Q. The implementation of health care reform is likely to create a greater demand for family physicians. What is the AAFP doing to help ensure that more medical students choose family medicine as a long-term career?
A. We look at this as a pipeline issue -- how far back can we reach to get people interested? How do we nurture their interest in family medicine through their professional development? The Academy has a student interest initiative that is bringing together a wide spectrum of people -- college guidance counselors, medical school faculty, and medical school students and residents.
We are saying, "How do we identify people who are interested in family medicine, and how do we maintain their interest through their medical education? How do we prevent their interest in family medicine from being derailed by financial issues?" As far as legislation, we are very actively advocating for scholarship programs, more family medicine residency slots and opportunities with the National Health Service Corps.
In addition, we would especially like to see Medicare graduate medical education payment for family medicine residencies go directly to the program and not through an academic health center. That would provide more flexibility and financial stability to the residency programs.

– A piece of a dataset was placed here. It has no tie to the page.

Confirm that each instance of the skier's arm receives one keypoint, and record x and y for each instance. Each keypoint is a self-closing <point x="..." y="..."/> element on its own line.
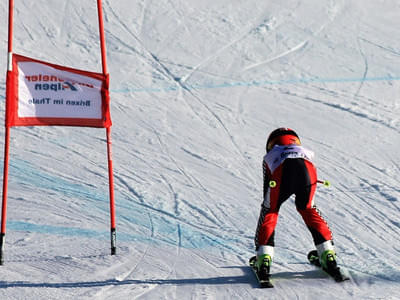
<point x="266" y="177"/>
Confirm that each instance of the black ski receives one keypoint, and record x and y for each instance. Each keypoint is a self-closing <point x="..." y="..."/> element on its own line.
<point x="335" y="273"/>
<point x="264" y="283"/>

Q. Is there anything else you would like to say to AAFP members?
A. During the past several years, we have gotten used to health care being in the public consciousness and, therefore, part of the political debate. But before the last several years, that had not been the case. It seems very clear that health care is going to be an issue during the upcoming 2012 presidential and congressional campaigns and elections. We need to work to keep our issues at the forefront.